I did it. I missed an important, self-imposed deadline, and I just didn't even think about it coming up at all until after the deadline had passed and I realized that it was gone...

I hate that. I hate it when I miss things, especially things that are tied to a deadline.

Now, my mess up is not horrible nor is it something that will ruin me, but it did make me stop and think a bit about what types of things I have been focusing on lately. My missed deadline was a direct function of not looking in my book - where the deadline is prominently displayed on yesterday's date!! So, I sent out an email to folks last night, apologizing for my mistake and promising the completed project by tomorrow morning. That gives me a bit of breathing room, but not too much.

I have a fear of letting others down - comes from being a perfectionist with a strong work ethic, I guess. I get very disappointed in myself when I miss deadlines (like I did today), even when others probably didn't notice. I have fixed the issue, but I will still spend most of my early morning waking times just wallowing in my personal disappointment until tomorrow when I actually send the stuff off.

I took a bit of self-care time yesterday and talked to two friends from my childhood. We live in different parts of the world and have known each other for many, MANY decades, so it is nice to catch up. We started doing a happy hour chat during the summer and then got very busy and stopped. My best friend from elementary school on asked to start it up again. We had our first chat in a long time last night. I am continuously amazed by the technology that we have available to us these days.

My week will progress as follows - today, I have two of my most challenging groups. I will try my best to be therapeutic with students who do everything possible to disrupt what I am doing the entire session time. Last week, one of these groups broke me down. I am not really looking forward to this week's group, but I made the decision to be here today rather than taking my professional development days on this day. I could have done that, but I didn't. I decided that avoiding the situation was not the way to progress.

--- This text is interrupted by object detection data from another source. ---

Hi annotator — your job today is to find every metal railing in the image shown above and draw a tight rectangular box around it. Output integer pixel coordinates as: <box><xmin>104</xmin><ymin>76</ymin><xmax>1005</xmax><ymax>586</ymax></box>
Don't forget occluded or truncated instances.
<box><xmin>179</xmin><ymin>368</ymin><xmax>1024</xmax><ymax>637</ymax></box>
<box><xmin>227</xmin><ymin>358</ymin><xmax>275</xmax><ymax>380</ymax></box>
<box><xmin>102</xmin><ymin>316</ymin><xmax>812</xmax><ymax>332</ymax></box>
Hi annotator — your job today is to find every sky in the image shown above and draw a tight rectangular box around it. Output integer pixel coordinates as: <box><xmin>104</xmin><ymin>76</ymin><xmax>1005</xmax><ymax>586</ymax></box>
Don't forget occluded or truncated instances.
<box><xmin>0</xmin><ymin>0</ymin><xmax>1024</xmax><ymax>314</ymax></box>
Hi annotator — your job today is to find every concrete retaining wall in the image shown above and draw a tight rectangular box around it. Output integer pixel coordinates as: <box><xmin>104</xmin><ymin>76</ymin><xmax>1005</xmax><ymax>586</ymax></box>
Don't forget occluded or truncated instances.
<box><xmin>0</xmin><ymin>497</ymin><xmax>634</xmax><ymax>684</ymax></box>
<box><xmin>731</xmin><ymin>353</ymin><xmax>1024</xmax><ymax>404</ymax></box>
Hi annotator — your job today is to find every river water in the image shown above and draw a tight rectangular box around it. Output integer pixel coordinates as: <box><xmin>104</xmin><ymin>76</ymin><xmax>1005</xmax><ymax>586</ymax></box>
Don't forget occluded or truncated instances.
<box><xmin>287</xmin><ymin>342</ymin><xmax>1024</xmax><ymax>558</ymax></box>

We shall see. The problem that I have is that the groups are not consistently challenging or easy to lead - they have no consistency. This makes planning very difficult for me. I never know if I will get through any of the therapeutic music experiences that I have prepared for or not. I guess that's part of what makes my job interesting.

Tomorrow and Thursday are reserved for video training about technology in the classroom. I found out that I will be getting a board in my room - it was a grant that was totally funded - so it is time to start figuring out how to use the technology. I will be spending a bit of time watching recorded sessions from the CUE conference that was held last month. I hope that I will learn some new things about how to incorporate a board into music therapy treatment. I was also told that they were going to come in and measure the room for bids for partially carpeting my music therapy room. That will still be on the list of things to get done, but my chances are pretty good since it is a small expenditure compared to other things that are requested.

So, my biggest personal fear has happened this week - missing a deadline - and I am currently wondering what my sessions will bring today. Can't dwell, though. I need to move through the rest of my morning routine and get my body to work to do what I can do.

That's all that I can do, of course, only what I can do.